# Hunters per acre?



## SgtSlaughter (Oct 30, 2006)

My guideline that I set for my property was one person to every ~30 acres. The years before I owned it the ratio was one person to every ~19 acres and that just seemed too crowded.

I think the number of acres per hunter is pretty subjective based on the property itself.


----------



## Ferg (Dec 17, 2002)

2 on 20 - 

ferg....


----------



## wagoneer (Nov 22, 2004)

One thing you may want to keep in mind is how many deer the area has and how that will relate to your success. For example, some areas of NLP (my area included) are estimated at 25 deer per square mile. At that rate, you really only 'support' one deer on 30 acres 

(25 dr per sqmi/640 acre per sqmi)x 30 acres = 1.17 deer

That would equate to 2 hunters with a 50% success rate, but that would nearly clean the place out. Obviously deer are not evenly spread across land, so if you have a good bedding area, food sources, or are on a travel route you can beat the numbers.


----------



## KalamazooKid (Jun 20, 2005)

For me, 2 hunters on 48 acres max - especially if gun hunting. Bow hunting .... maybe 3.

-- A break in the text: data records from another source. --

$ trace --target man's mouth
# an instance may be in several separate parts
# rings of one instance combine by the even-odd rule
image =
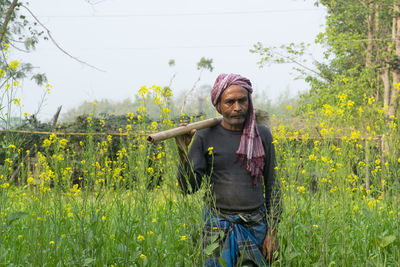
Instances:
[[[231,116],[232,119],[242,119],[243,117],[244,117],[243,114],[241,114],[241,115],[232,115]]]

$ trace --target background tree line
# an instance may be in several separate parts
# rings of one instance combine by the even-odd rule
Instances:
[[[261,66],[292,63],[309,83],[301,96],[303,115],[333,107],[331,118],[351,126],[383,120],[389,125],[399,114],[400,12],[398,0],[320,0],[326,7],[326,25],[315,39],[326,51],[312,66],[304,62],[306,44],[251,50]],[[352,107],[351,118],[341,119],[341,105]],[[351,101],[351,102],[349,102]],[[337,108],[335,108],[337,107]],[[335,112],[336,111],[336,112]]]

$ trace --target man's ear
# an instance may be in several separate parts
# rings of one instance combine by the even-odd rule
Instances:
[[[218,100],[217,104],[215,105],[215,109],[217,110],[217,112],[219,114],[222,115],[222,113],[221,113],[221,98]]]

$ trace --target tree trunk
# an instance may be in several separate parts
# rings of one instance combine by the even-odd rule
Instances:
[[[369,144],[367,139],[365,139],[365,190],[369,190]]]
[[[368,28],[368,33],[367,33],[367,53],[365,55],[365,66],[371,67],[372,65],[372,50],[373,50],[373,35],[374,35],[374,12],[375,12],[375,5],[373,3],[368,4],[368,15],[367,15],[367,28]]]
[[[381,137],[381,166],[382,166],[382,172],[381,172],[381,188],[382,188],[382,196],[385,196],[385,184],[386,184],[386,181],[385,181],[385,175],[384,175],[384,171],[383,171],[383,169],[384,169],[384,167],[385,167],[385,154],[387,153],[387,150],[388,149],[388,143],[387,143],[387,141],[385,140],[385,135],[383,135],[382,137]]]
[[[400,62],[398,62],[400,58],[400,16],[399,6],[396,3],[393,4],[393,11],[392,40],[395,47],[396,62],[392,70],[393,86],[390,95],[389,117],[394,116],[397,113],[397,100],[399,96],[397,85],[400,83]]]
[[[389,101],[390,101],[390,73],[389,73],[389,66],[388,64],[385,64],[386,66],[382,70],[382,73],[379,75],[379,77],[382,80],[383,83],[383,107],[385,108],[386,112],[389,109]]]
[[[381,10],[381,7],[379,4],[376,4],[375,6],[375,32],[377,33],[375,38],[377,39],[385,39],[389,35],[389,30],[390,30],[390,25],[383,25],[383,27],[380,25],[379,21],[379,12]],[[393,18],[394,19],[394,18]],[[393,28],[393,27],[392,27]],[[392,35],[394,36],[392,29]],[[390,42],[385,42],[382,48],[377,47],[375,48],[376,51],[379,51],[377,54],[377,62],[378,65],[381,67],[380,73],[379,73],[379,79],[381,79],[382,84],[383,84],[383,107],[385,110],[386,115],[389,114],[389,105],[390,105],[390,93],[391,93],[391,67],[390,67],[390,60],[391,60],[391,55],[393,53],[392,49],[393,43]]]

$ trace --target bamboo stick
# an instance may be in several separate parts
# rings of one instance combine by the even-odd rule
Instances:
[[[261,109],[254,109],[254,114],[256,116],[256,122],[260,125],[268,125],[269,124],[269,117],[268,112],[261,110]],[[209,128],[217,125],[222,120],[222,116],[211,118],[208,120],[198,121],[187,126],[176,127],[170,130],[166,130],[163,132],[158,132],[147,136],[148,143],[154,143],[158,141],[163,141],[169,138],[173,138],[179,135],[188,134],[193,129],[200,130],[204,128]]]
[[[217,125],[222,120],[222,117],[211,118],[208,120],[190,123],[186,126],[180,126],[166,131],[158,132],[147,136],[148,143],[163,141],[172,137],[190,133],[193,129],[200,130]]]

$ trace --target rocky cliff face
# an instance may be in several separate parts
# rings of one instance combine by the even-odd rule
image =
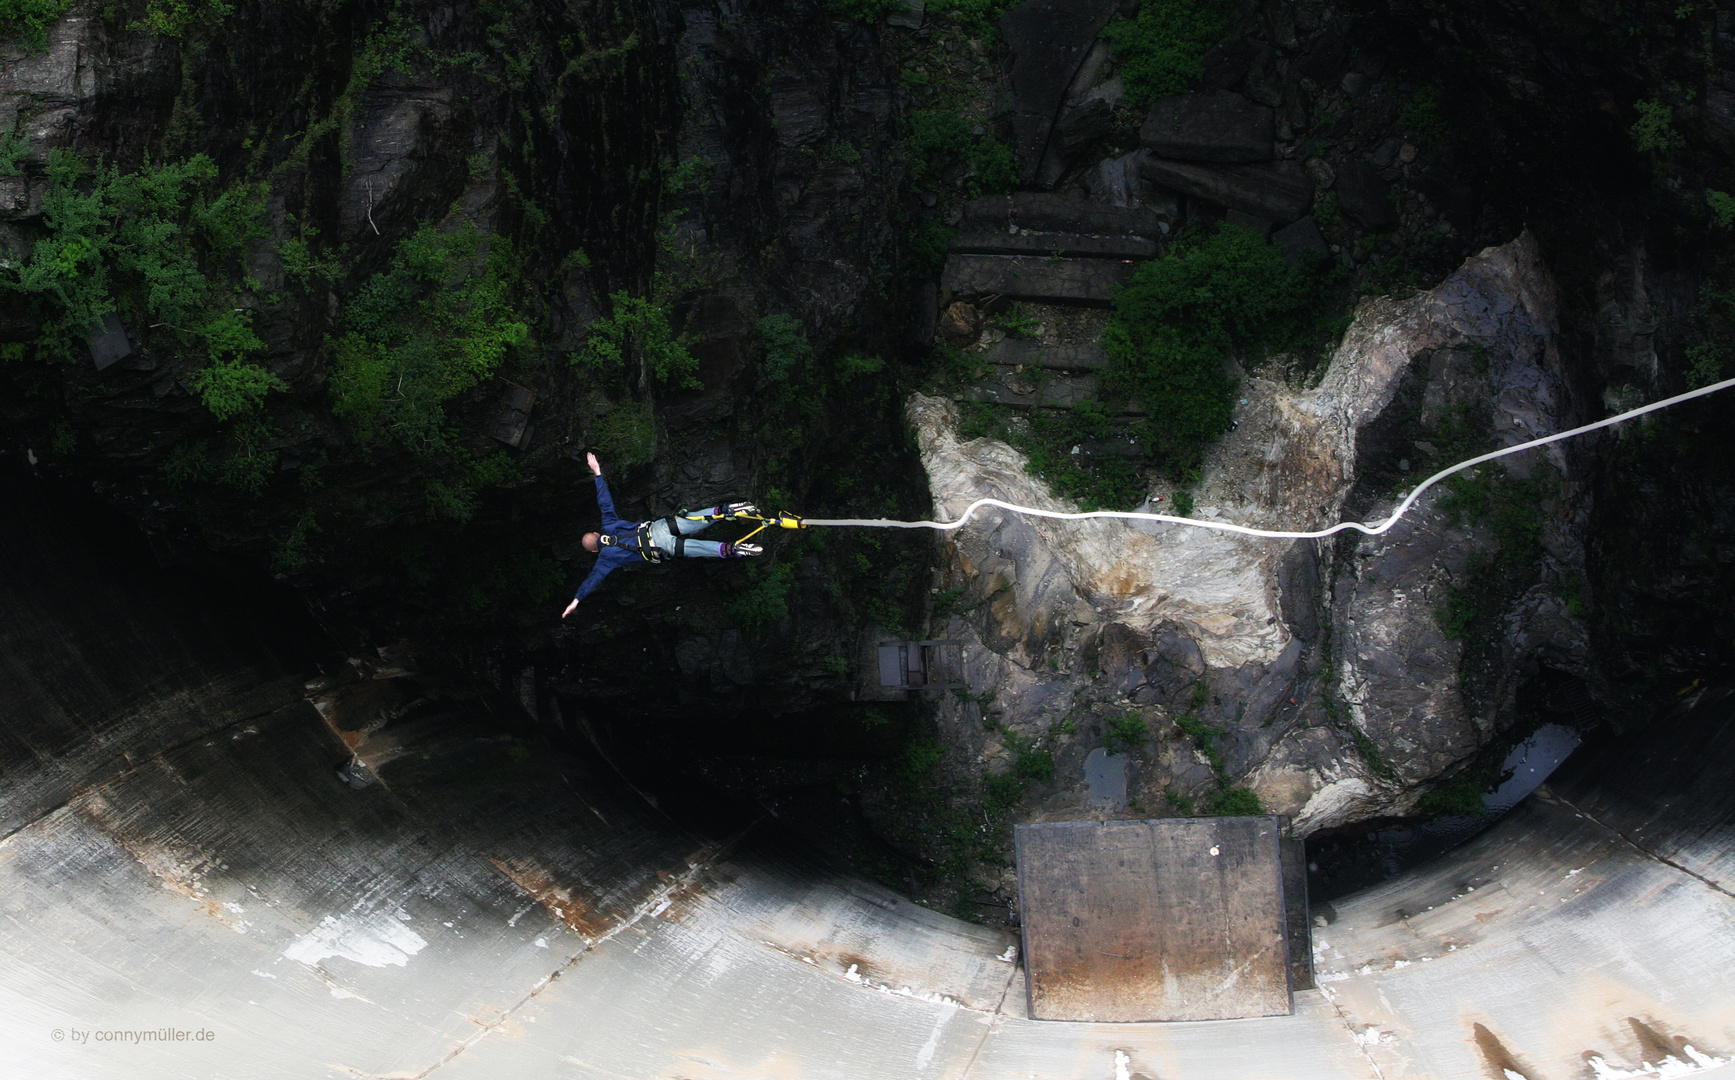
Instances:
[[[1317,387],[1246,379],[1238,426],[1207,459],[1196,513],[1280,529],[1378,521],[1406,480],[1450,463],[1454,448],[1430,434],[1485,425],[1494,444],[1511,445],[1570,426],[1556,318],[1528,235],[1409,300],[1364,303]],[[1074,509],[1004,443],[960,441],[948,403],[917,397],[909,411],[942,513],[985,495]],[[1295,815],[1303,832],[1401,812],[1510,720],[1517,683],[1538,663],[1584,669],[1582,622],[1553,584],[1584,564],[1580,452],[1538,453],[1502,482],[1546,494],[1536,547],[1508,551],[1536,564],[1497,613],[1482,613],[1487,640],[1441,613],[1510,540],[1486,516],[1455,509],[1464,496],[1446,487],[1391,532],[1335,544],[993,511],[949,544],[953,573],[979,606],[947,633],[968,642],[971,683],[999,723],[1054,741],[1063,757],[1082,756],[1091,740],[1062,725],[1144,719],[1158,751],[1135,753],[1131,790],[1147,811],[1165,792],[1196,803],[1228,782]],[[950,711],[971,726],[970,706]],[[1180,717],[1219,729],[1216,777]],[[1066,813],[1077,795],[1063,790],[1048,809]]]

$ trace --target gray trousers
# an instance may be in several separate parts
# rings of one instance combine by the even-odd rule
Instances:
[[[689,514],[698,517],[699,520],[689,520]],[[681,530],[682,536],[691,537],[694,533],[710,525],[712,520],[714,519],[711,517],[711,507],[696,511],[683,510],[675,515],[675,527]],[[651,543],[657,546],[657,550],[664,555],[673,557],[675,554],[675,536],[669,531],[669,520],[667,518],[655,519],[651,522],[649,531]],[[724,547],[725,545],[715,540],[689,539],[682,545],[682,554],[689,559],[721,559],[724,557]]]

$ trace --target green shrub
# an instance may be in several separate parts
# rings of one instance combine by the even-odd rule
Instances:
[[[1012,775],[1021,780],[1046,782],[1054,779],[1054,755],[1036,745],[1036,740],[1016,731],[1001,737],[1012,751]]]
[[[1639,114],[1631,128],[1633,145],[1640,152],[1662,158],[1687,145],[1675,130],[1673,110],[1661,99],[1635,102],[1633,109]]]
[[[48,28],[72,0],[0,0],[0,41],[15,41],[26,52],[48,46]]]
[[[1211,800],[1211,813],[1220,817],[1253,817],[1264,812],[1251,788],[1224,788]]]
[[[637,360],[656,376],[659,386],[699,388],[699,360],[687,351],[685,339],[675,336],[667,309],[625,292],[612,294],[609,302],[613,310],[591,325],[575,363],[612,374]]]
[[[973,135],[962,116],[949,109],[919,109],[910,114],[910,183],[933,187],[958,175],[968,198],[1011,191],[1018,182],[1012,148],[992,135]]]
[[[863,23],[880,22],[908,7],[904,0],[825,0],[825,9],[833,15]]]
[[[729,614],[749,632],[780,622],[789,617],[789,589],[794,583],[793,563],[779,563],[768,571],[759,571],[757,579],[729,601]]]
[[[1448,814],[1452,817],[1485,817],[1488,805],[1483,793],[1488,790],[1485,777],[1463,775],[1437,784],[1416,803],[1416,812],[1429,817]]]
[[[1102,745],[1111,754],[1128,754],[1145,744],[1150,732],[1144,717],[1135,713],[1111,716],[1103,723]]]
[[[217,167],[203,154],[121,173],[88,169],[56,150],[47,175],[44,235],[21,265],[0,268],[0,290],[23,294],[40,321],[41,346],[76,357],[81,339],[122,310],[205,354],[193,383],[219,419],[250,412],[268,392],[285,388],[246,361],[263,344],[250,317],[213,287],[192,243],[196,235],[207,260],[229,261],[262,235],[261,189],[242,186],[206,198]]]
[[[950,15],[956,11],[961,15],[959,25],[965,33],[972,37],[992,35],[998,29],[1000,16],[1017,0],[938,0],[928,5],[928,18],[940,15]]]
[[[1711,211],[1711,220],[1717,223],[1719,229],[1735,228],[1735,195],[1727,191],[1707,189],[1705,205]]]
[[[910,272],[919,278],[939,277],[956,232],[937,221],[917,223],[910,233]]]
[[[1398,122],[1421,138],[1443,142],[1451,133],[1446,123],[1446,110],[1440,107],[1440,94],[1431,86],[1419,86],[1410,92],[1398,113]]]
[[[999,817],[1024,799],[1024,788],[1030,781],[1012,773],[996,773],[984,785],[983,802],[990,817]]]
[[[1135,17],[1117,16],[1102,36],[1120,60],[1127,101],[1143,109],[1190,90],[1205,54],[1234,24],[1229,0],[1145,0]]]
[[[934,774],[934,769],[940,764],[940,758],[945,751],[938,739],[920,738],[904,747],[903,754],[898,759],[898,773],[906,783],[923,784]]]
[[[1223,734],[1223,729],[1212,727],[1196,716],[1177,716],[1175,726],[1193,740],[1194,745],[1205,755],[1205,760],[1211,763],[1211,771],[1216,773],[1218,781],[1221,781],[1226,766],[1223,752],[1217,749],[1217,736]]]
[[[186,37],[190,31],[220,23],[235,13],[227,0],[147,0],[137,29],[158,37]]]
[[[516,317],[511,243],[475,226],[423,226],[345,305],[332,411],[428,453],[445,445],[445,402],[493,376],[529,327]]]
[[[765,377],[774,383],[793,379],[813,355],[813,346],[793,316],[771,314],[758,322],[759,343],[765,349]]]
[[[1318,279],[1258,233],[1224,226],[1146,263],[1115,296],[1103,334],[1113,390],[1143,402],[1153,452],[1183,466],[1229,427],[1231,350],[1293,348],[1318,332]]]
[[[0,176],[18,175],[18,163],[30,153],[30,139],[16,131],[0,131]]]
[[[1193,493],[1191,491],[1177,491],[1173,499],[1176,517],[1193,516]]]
[[[648,401],[622,401],[596,422],[591,438],[615,465],[637,465],[657,456],[657,424]]]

As others have mentioned, you really have to obviously consider the safety issue but also how you're crowding the deer.


----------



## Ralph Smith (Apr 1, 2003)

I'd say 1 for every 20 acres, not that you could hunt more depending on lay of land, but if you get too many people in a area all the time, thats just too much scent from humans in an area and the deer will put the 2 together and change their patterns.


----------



## rvogel44 (Dec 30, 2006)

Thanks for all that replys! I now know I need to find more acres to buy or lease.


----------



## Gilbey (Oct 26, 2005)

Being in the UP must be pretty different. I have 40, and would only even think of maybe one other person.


----------



## TrekJeff (Sep 7, 2007)

Biggest thing is the lay of the land and where your shooting zones are. If you have valleys and hill tops you can safley place more hunter than over flat land. We hunt 6-7 on our 40, but it's full of hills and valleys. We place stands at the corners facing away from center and two others over looking some nice valley funnels.
If everyone needed thier own 30 acres per person half of the hunters in the state wouldn't be hunting...then again there's always state land...hahaha


----------



## 1fife (May 7, 2001)

What is ideal and what can you do-are two different Q's

what can you do
1 for every 10 

what is ideal
1 per 20


----------



## Sam22 (Jan 22, 2003)

the particular parcel I hunt, we junt 4 or five, on 220 (or maybe it's more). If it was my land.. I would do one per 40, over crowding sucks.


----------



## Ole Spike (Nov 22, 2004)

30 to 40 acres per hunter. Any more than that makes me nervous, and I'm not a nervous type guy.


----------



## Anderson (May 17, 2005)

There are 6 hunters with in 120 acres and that makes me nervous. Any wounded deer and tracking screws up the other hunters as well as the leave @ 10, return @ 2 crowd. We also have 8 hunters on 1500 acres and thats heaven as far as hunter density. Now if the deer density was the same.....


----------



## swampbuck (Dec 23, 2004)

ahhhh..... the joys of private property.

among our group of public land hunters the spacing is about a half mile.


----------



## trailboss (Jan 24, 2003)

I almost feel guilty, I have 18 acres at home but I give that to a friend and I go to the UP where I have about 2 square miles with only me on it.


----------



## donahue5668 (Sep 25, 2007)

we have 60 acres. 4 stands 1 tripod, but only me and my uncle hunt it sometimes my dad. I wouldnt want anymore out there


----------



## vans (Jan 26, 2006)

Average deer population per sq. mile is around 20 deer, this is a managed goal so populations WILL vary, I figure 640 acres in a square mile and depending on your habitat you may be hunting 1.50 deer on your 30 acres, 

1.50 deer= 1 doe and yearling 
Guns, ammo, stands etc-3-5000.00
Getting away from the house-PRICELESS


----------



## dcure2002 (Nov 8, 2007)

As has already been said, depends on the lay of the land. But I have always been told a good rule of thumb for rifle hunting is no more than 1 per 10 acres with a perfect layount. so 3


----------